Along with the problems of running a 250-acre community over which he was absolute ruler, Leo Volpe also faced considerable legal woes as well. After decades of refusing to pay federal income taxes, he finally served four months in jail for tax evasion. Not that this made him any less determined in his mission. After years of relative calm, he made a new prediction of the world ending in 1985 and had his followers prepare for the end of the world (again). This prediction failed as well which cost him even more members.

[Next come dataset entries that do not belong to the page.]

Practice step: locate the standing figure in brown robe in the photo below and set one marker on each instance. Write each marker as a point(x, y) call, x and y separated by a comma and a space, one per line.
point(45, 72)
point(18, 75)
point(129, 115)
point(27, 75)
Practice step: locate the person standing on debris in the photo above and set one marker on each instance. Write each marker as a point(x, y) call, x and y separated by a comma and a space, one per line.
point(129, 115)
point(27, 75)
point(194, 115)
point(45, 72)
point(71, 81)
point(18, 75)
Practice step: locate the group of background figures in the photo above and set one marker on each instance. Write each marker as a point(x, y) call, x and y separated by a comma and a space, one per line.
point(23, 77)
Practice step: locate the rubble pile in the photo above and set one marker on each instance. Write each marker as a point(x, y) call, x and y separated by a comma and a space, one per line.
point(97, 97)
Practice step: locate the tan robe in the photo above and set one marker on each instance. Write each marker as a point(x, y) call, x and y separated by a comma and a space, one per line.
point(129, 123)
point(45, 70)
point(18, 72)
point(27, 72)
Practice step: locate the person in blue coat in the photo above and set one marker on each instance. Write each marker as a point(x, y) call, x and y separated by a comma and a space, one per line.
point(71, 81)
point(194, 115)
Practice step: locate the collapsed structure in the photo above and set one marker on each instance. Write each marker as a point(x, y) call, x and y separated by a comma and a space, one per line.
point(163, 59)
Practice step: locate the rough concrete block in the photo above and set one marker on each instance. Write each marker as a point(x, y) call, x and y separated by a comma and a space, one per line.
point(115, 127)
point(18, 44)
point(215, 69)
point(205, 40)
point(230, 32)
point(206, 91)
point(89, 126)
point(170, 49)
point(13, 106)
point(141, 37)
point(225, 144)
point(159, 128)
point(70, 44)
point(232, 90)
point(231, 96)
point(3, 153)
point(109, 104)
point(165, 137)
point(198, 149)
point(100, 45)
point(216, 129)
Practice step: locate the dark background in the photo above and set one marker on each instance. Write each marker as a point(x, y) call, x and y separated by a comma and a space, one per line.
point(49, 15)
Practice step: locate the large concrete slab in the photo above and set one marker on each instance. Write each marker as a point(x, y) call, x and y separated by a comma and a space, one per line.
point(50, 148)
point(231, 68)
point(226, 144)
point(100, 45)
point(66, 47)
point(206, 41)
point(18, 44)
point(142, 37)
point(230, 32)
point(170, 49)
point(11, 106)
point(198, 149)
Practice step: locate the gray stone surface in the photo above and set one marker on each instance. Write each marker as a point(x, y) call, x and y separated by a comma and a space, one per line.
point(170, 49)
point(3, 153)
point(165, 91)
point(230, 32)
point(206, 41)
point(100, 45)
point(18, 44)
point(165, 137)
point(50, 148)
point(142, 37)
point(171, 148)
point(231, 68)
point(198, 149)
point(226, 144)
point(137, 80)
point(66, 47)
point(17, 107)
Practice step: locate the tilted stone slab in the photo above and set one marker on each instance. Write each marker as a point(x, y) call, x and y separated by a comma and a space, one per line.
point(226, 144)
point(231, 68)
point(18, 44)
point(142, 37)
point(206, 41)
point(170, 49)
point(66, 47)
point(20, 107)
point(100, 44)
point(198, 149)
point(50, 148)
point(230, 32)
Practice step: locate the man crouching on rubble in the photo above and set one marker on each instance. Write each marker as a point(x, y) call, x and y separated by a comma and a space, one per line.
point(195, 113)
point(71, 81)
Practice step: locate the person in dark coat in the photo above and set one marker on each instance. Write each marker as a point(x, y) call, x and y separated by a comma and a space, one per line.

One of those lost members happened to be Volpe's own son, Dan. Not long after Dan began questioning his father's teachings, he found himself ostracized, much like many other followers who dared to question the Prophet. Even after Leo Volpe's health led to his hospitalization, his other followers made it clear to Dan that he wasn't welcome at the hospital. As Dan himself later reported, "When he was sent home, the group sent me a letter stating that they did not want me to visit. After many years of conflict, I finally gave up and let them have their way. I learned of his death through former members two weeks after the fact."
With Volpe's death came the troublesome question of who would lead the few remaining members of a church that owned nearly a million dollars in real estate and financial assets. Soon after Volpe died, his wife Esther signed an affidavit verifying that her husband had no assets. Instead, ownership of the various properties was listed as "Yahshua Mawsheeach, the king of the Restored Israel of Yahweh, Yahweh's only begotten son, now and forever reigning from the heavens, represented on Earth by Leo J. Volpe, the resurrected prophet Jeremiah, Yahshua Mawsheeach's supreme earthly representative." Much of the other property was deeded to Esther Volpe.
While the Restored Israel of Yahweh still exists (or at least their website does), I haven't been able to find news stories about their more recent activities. Back in 2005, several members were convicted for tax evasion but there is little else since then. Whoever is running the group, which has been officially labeled a cult by federal authorities, it seems unlikely to survive much longer without Leo Volpe at the helm.
That's one kind of doom their prophet failed to see coming.